De acuerdo con el Sistema Integrado de Matrícula (Simat) de la Secretaría de Educación del Distrito, el sistema educativo oficial de Bogotá tiene vinculados a 3193 estudiantes pertenecientes a pueblos indígenas, principalmente de los cabildos muisca, ambika pijao, kichwa, nasa y wounaan. De ellos, 337 son adultos y, en lo que va del 2019, 18 indígenas adultos del pueblo kichwa continúan vinculados a los modelos educativos flexibles.

Esta entidad le apuesta a la preservación de las lenguas nativas a través de una educación inclusiva y de calidad en las instituciones educativas oficiales, que reconoce la educación intercultural con niñas y niños indígenas. Al respecto, el subsecretario de Calidad y Pertinencia, Carlos Alberto Reverón Peña señala: “En la ‘Bogotá Mejor para Todos’ estamos convencidos que la educación de calidad es la principal herramienta para el proyecto de vida de las personas y su felicidad. Todas las personas, independientemente de su situación socioeconómica o su diversidad cultural, deben tener oportunidades para tener una educación de calidad”.

Como parte de esta estrategia, Bogotá cuenta, para el 2019, con 14 apoyos interculturales: 11 sabedores que forman parte de las etnias embera katío, embera chamí, wounaan, eperara, misak, inga y uitoto, así como de las comunidades rom y raizal, quienes brindan acompañamiento a 16 instituciones educativas oficiales, y tres sabedores que apoyan el proceso de atención a los grupos indígenas, en el marco de las estrategias educativas flexibles, pertenecientes a los pueblos wounaan y kichwa.
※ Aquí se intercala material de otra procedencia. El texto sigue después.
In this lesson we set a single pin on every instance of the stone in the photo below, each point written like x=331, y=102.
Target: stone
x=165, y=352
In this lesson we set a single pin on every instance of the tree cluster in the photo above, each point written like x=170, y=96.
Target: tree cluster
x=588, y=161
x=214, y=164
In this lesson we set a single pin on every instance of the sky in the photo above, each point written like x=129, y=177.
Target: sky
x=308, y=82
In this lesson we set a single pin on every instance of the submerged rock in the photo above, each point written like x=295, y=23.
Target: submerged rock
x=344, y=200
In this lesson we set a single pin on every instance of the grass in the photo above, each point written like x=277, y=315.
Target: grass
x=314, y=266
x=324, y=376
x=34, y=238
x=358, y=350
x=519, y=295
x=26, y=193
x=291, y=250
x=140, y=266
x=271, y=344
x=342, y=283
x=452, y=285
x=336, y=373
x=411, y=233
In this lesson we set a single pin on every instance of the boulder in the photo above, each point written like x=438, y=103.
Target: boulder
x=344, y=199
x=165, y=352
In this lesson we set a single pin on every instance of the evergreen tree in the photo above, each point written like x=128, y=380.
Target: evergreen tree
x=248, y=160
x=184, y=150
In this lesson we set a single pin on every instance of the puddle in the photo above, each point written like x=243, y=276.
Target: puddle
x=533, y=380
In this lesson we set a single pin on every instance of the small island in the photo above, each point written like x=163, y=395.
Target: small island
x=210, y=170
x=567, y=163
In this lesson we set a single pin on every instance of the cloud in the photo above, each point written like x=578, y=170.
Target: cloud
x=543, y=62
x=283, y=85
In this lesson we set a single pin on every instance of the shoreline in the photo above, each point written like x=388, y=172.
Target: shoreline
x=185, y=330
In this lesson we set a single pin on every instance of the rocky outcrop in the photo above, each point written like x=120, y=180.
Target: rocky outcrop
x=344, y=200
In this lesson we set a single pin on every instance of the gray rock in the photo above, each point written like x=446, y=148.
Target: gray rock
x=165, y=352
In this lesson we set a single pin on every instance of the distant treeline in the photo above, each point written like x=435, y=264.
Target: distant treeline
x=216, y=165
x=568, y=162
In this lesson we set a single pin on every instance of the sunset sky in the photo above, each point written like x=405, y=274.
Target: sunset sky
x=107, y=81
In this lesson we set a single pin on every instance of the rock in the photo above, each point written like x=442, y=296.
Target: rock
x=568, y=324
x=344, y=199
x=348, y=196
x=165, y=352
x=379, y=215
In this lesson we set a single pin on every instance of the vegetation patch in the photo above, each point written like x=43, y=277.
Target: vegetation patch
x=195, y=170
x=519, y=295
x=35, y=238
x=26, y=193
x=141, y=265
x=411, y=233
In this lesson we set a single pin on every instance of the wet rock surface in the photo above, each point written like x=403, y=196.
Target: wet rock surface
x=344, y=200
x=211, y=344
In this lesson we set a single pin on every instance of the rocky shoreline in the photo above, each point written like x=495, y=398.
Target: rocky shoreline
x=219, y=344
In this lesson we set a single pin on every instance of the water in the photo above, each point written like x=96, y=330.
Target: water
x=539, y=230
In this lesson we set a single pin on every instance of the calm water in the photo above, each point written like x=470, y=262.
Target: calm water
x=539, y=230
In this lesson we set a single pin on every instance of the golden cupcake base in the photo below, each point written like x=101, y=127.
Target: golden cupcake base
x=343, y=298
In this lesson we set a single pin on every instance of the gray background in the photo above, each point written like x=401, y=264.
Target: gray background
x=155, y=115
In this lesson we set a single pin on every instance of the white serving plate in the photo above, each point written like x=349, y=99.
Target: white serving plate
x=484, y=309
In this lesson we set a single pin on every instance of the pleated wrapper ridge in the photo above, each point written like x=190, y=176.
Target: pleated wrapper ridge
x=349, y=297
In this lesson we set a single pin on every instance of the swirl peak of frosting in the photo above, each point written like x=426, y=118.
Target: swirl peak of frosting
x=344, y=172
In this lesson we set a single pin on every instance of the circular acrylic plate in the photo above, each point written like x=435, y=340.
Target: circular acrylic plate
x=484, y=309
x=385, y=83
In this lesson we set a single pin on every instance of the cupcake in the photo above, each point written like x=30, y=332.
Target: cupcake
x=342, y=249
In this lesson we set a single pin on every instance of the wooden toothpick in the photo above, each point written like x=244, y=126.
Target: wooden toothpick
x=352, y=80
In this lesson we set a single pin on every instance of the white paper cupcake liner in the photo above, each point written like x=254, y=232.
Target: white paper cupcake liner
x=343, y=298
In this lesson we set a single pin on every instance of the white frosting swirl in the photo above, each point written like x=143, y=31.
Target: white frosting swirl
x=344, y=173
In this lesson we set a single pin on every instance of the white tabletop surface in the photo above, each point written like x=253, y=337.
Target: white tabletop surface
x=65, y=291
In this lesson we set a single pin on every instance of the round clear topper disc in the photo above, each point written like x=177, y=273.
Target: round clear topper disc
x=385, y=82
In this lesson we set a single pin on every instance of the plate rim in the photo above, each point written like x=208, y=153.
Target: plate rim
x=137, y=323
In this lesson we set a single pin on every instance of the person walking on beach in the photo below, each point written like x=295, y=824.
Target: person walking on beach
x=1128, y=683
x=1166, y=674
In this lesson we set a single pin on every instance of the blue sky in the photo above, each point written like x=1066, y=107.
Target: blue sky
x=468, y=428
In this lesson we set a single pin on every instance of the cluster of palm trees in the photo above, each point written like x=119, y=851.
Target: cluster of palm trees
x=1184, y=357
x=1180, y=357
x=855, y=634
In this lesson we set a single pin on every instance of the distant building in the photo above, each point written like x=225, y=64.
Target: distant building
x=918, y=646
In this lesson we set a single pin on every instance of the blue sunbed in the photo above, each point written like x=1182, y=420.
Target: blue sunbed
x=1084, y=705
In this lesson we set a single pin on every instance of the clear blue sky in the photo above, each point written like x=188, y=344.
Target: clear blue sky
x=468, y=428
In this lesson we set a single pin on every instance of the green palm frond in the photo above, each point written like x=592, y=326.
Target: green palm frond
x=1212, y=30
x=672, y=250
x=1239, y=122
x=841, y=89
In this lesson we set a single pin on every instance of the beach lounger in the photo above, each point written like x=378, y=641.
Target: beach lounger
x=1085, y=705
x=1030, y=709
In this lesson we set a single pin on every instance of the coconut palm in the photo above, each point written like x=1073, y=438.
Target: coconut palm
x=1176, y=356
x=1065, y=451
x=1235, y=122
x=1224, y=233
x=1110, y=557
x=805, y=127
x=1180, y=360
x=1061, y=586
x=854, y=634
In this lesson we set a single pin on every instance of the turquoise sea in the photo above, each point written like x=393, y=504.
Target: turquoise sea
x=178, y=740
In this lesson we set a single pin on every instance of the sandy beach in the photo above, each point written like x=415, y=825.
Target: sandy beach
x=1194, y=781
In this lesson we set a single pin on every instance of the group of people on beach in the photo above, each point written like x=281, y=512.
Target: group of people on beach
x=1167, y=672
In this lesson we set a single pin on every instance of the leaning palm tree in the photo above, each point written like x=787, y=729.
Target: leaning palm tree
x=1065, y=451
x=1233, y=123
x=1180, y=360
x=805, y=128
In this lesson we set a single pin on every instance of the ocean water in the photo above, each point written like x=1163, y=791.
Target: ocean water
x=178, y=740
“De esta manera, la administración ‘Bogotá Mejor para Todos’ respalda la preservación de las lenguas nativas y su cultura ancestral. También, hay apoyo permanente para que las niñas y los niños indígenas adquieran el español como segunda lengua. Trabajamos por una educación inclusiva en la que la diversidad cultural nos enriquece a todos”, añade el subsecretario Reverón Peña.

Una educación de calidad es incluyente. En la ciudad educadora trabajamos por una Bogotá mejor para todos.